On November 10, 2014, the Ninth Circuit reversed a district court’s order dismissing and directing to arbitration a putative nationwide class action alleging Telephone Consumer Protection Act (TCPA) violations, finding that the Customer Agreement containing the arbitration clause was unenforceable for lack of mutual assent.  Knutson v. Sirius XM Radio Inc., — F.3d —-, 2014 WL 5802284 (9th Cir. Nov. 10, 2014).  The ability to prove an enforceable customer agreement is critical for defending class actions alleging TCPA and Fair Debt Collection Practices Act (FDCPA) violations because often (as here) the customer agreement’s arbitration clause contains a waiver of the right to arbitrate claims on a class action basis. 

The Ninth Circuit held that the plaintiff who activated and used a radio service for his new car, without opening or reading the radio service’s customer agreement, was not bound by the agreement or its arbitration clause because the plaintiff only assented to the car purchase agreement with the car-maker, and “could not be expected to understand” he was entering into a separate contract with the radio service provider (for what he thought was a “complimentary” side service).

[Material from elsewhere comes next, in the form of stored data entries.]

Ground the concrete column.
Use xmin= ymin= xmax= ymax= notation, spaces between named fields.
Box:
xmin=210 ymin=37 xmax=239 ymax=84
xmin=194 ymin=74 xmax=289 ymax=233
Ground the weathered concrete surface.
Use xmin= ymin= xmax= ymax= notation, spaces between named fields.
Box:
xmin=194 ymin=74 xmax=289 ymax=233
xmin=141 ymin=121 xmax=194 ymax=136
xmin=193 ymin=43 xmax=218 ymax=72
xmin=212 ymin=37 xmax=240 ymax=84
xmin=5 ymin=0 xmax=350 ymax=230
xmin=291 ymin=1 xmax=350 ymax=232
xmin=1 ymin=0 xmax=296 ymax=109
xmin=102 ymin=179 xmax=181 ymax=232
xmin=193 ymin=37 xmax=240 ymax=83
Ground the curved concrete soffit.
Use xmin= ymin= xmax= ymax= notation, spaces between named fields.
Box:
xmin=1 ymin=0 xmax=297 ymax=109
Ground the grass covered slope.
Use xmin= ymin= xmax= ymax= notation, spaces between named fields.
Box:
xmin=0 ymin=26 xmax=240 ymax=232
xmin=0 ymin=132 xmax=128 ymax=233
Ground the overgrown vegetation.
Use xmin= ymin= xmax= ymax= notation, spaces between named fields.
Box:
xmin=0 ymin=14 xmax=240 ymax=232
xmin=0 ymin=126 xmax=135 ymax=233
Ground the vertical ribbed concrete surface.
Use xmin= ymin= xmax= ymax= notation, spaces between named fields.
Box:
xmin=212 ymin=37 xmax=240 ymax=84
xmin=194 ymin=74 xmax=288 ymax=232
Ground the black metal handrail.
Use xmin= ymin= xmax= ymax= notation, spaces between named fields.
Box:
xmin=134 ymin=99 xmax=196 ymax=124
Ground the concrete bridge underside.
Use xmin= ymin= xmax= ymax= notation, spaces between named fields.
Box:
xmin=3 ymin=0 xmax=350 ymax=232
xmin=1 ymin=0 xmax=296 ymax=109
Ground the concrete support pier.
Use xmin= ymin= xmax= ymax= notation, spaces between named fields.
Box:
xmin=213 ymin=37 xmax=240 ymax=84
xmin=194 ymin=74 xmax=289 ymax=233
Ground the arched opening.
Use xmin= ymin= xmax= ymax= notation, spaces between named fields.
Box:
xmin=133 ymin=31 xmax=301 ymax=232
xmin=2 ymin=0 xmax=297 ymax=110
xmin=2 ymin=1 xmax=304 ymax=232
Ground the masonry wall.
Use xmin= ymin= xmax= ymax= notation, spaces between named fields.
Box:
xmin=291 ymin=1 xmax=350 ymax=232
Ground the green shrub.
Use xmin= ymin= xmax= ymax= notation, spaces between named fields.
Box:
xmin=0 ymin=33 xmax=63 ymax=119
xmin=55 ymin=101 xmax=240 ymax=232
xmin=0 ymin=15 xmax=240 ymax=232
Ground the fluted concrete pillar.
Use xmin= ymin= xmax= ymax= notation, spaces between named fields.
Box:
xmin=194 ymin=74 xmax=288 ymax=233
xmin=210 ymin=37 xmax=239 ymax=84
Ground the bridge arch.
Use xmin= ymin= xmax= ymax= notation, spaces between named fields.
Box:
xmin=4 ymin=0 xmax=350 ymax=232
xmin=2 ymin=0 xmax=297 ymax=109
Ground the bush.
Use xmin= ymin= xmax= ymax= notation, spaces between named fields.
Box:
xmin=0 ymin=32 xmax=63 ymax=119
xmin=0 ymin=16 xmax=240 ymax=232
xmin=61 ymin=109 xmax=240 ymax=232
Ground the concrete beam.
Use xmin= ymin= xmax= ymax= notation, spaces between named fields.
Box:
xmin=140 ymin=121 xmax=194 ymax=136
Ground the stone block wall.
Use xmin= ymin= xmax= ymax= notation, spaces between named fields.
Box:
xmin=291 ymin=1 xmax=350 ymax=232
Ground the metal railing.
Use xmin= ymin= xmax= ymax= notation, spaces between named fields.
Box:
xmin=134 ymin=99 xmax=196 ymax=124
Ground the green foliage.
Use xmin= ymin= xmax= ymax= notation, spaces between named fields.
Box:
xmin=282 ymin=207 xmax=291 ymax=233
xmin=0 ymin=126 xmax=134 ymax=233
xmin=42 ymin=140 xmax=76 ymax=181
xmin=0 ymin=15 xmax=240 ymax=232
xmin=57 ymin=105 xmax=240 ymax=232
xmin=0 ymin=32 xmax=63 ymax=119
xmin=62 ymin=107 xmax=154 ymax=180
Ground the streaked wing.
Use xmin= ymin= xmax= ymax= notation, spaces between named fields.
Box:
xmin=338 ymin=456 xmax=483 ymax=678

Although the radio service provider argued that its Customer Agreement was a valid “shrinkwrap” agreement and the Court acknowledged that “a party cannot avoid the terms of a contract by failing to read them,” the Court held that “[a]n exception to this general rule exists when the writing does not appear to be a contract and the terms are not called to the attention of the recipient.”  Because the plaintiff had no “awareness of any contractual relationship with the [service provider],” as opposed to the car-maker, the Court determined the customer had no reason to open or read the service provider’s Customer Agreement that he received in the mail a month after purchasing his car.

The Court suggested that the service provider could have avoided this lack of mutual assent if the car purchase agreement (or other car purchase literature provided to the customer) had stated that “[the car-maker] has a relationship with the [radio service provider] to provide [the car-maker’s] customers with a trial service, and that therefore the [car-maker’s] customer is entering into a contractual relationship with [the radio service provider].”  The Court further cautioned that even if a customer “affirmatively acknowledges” a second customer agreement such as by clicking “Yes” on a webpage, that would still be insufficient “where ‘there is no evidence that the [customer] had actual knowledge’ or that a reasonably prudent user would have been on inquiry notice that [another customer] agreement existed.”